Meu primeiro contato com a tecnologia foi em 2021, lá no Programa Meninas, em São Paulo. As aulas foram online. Nesse processo ganhei um notebook e aprendi a introdução à linguagem de programação.

Eu fui me identificando com a área de desenvolvimento. Então, em 2022, eu me formei como desenvolvedora Java Full Stack Júnior pela Generation Brasil, também de São Paulo.

E aí, em outubro de 2022, eu crio o Instagram da Pajubá para compartilhar o meu conhecimento e inspirar outras pessoas. Ter esse senso de comunidade tecnológica.

Nesse processo, eu entendi a oportunidade de transformar a Pajubá Tech em um negócio de impacto social. O nome é uma mistura de iorubá e português, uma linguagem usada por mulheres trans e travestis. E tech remete a tecnologia.

É uma forma de trabalhar pela inclusão, de mostrar a jovens e trans que a tecnologia pode ser caminho para acessar informações e para expressar seus talentos. Garantir que alguém acesse o mercado de trabalho é garantir que conquiste todos os direitos.

Todos falam que o mercado de tecnologia precisa de profissionais. Mas aí pedem certificação disso e daquilo. Por isso debatemos tecnologia a partir da visão da periferia. Fazemos isso no Summit, evento que criamos e já está em sua segunda edição.

Impactou diretamente 23 líderes de ONGs, coletivos e projetos sociais, além de 246 pessoas LGBT+, negras e periféricas. Todos receberam formação, apoio e oportunidades que ampliaram suas perspectivas econômicas e profissionais.

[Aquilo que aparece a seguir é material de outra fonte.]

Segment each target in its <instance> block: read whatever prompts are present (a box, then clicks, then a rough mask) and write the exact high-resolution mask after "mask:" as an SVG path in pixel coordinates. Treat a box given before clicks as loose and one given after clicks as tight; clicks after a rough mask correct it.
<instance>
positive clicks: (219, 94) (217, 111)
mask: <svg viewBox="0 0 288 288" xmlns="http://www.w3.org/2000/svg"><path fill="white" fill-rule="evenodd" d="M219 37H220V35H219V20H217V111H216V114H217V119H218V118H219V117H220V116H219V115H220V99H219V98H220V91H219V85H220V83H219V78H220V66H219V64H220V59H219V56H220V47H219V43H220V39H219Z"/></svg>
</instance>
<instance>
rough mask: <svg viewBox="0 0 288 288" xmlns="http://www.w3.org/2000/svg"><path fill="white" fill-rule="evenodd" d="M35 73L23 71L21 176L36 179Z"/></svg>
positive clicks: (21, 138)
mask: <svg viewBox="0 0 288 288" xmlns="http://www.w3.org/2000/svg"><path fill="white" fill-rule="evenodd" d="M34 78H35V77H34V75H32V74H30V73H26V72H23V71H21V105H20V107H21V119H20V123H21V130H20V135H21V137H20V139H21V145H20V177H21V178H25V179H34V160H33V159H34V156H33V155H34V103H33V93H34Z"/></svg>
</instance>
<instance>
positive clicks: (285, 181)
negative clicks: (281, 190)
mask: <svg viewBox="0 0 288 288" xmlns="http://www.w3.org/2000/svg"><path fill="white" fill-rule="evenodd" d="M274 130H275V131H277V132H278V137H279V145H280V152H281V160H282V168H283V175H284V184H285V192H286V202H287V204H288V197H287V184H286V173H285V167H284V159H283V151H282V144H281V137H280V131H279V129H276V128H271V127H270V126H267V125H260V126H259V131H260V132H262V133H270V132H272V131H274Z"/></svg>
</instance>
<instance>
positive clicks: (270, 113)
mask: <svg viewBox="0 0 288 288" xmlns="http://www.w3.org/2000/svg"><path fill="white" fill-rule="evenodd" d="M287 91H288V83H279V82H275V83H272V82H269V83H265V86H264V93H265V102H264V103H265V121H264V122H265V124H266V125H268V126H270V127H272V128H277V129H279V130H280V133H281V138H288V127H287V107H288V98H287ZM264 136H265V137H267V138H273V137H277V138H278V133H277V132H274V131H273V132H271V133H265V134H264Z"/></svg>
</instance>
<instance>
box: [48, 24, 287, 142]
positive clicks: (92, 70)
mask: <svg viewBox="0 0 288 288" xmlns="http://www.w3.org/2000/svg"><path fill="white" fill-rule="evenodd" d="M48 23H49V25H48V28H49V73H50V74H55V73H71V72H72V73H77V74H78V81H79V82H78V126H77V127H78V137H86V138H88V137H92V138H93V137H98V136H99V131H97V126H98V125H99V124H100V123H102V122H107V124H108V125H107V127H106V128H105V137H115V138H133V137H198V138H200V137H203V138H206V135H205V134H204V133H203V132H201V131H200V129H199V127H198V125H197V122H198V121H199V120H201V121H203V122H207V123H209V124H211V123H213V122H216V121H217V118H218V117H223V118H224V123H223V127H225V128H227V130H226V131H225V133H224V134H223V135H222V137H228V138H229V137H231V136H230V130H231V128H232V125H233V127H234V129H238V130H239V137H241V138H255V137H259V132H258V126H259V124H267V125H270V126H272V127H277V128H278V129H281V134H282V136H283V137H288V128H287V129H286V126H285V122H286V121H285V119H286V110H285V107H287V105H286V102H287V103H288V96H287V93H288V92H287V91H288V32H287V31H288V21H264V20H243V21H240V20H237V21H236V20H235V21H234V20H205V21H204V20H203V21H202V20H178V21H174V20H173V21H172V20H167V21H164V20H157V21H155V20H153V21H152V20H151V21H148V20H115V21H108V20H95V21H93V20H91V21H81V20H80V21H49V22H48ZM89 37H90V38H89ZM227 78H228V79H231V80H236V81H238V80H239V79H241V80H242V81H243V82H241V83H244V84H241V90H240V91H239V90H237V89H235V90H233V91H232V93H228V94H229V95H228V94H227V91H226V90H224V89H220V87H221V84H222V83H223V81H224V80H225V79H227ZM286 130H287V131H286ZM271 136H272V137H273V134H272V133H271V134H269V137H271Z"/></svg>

Hoje a Pajubá Tech tem nove pessoas, todas negras e periféricas. E a gente acabou de ser aprovado em edital, o primeiro feito para protagonismo da mulher e de pessoas trans, do Fundo Elas.

O valor que recebemos nos permitiu realizar a segunda edição do Summit e vai ajudar a construirmos o PajuZap, um chatbot integrado o WhatsApp para receber e monitorar denúncias de violência de pessoas trans.

Temos que ter dados para ajudar a política pública, já que há muita subnotificação quando se trata da população trans no Brasil. Esse chatbot deve estar pronto até o final do ano.

É um sonho, entre tantos. A Pajubá Tech não é só empresa de tecnologia, e sim um espaço onde as pessoas se acolhem e, a partir de nossas vulnerabilidades, conseguem também se potencializar.

Assim vou costurando acordo com empresas, como a Microsoft, que nos concede vouchers para que eu possa dar formação técnica, Faço palestras e consultorias sobre diversidade.

O mundo está mudando. Mas precisa avançar muito. Sou a única travesti em programa do Comitê Gestor da Internet no Brasil.

Eu me sinto furando bolhas e, direto do Ibura, fazendo pequenas revoluções. Ou melhor, eu me sinto cada vez mais hackeando o 'CIStema'."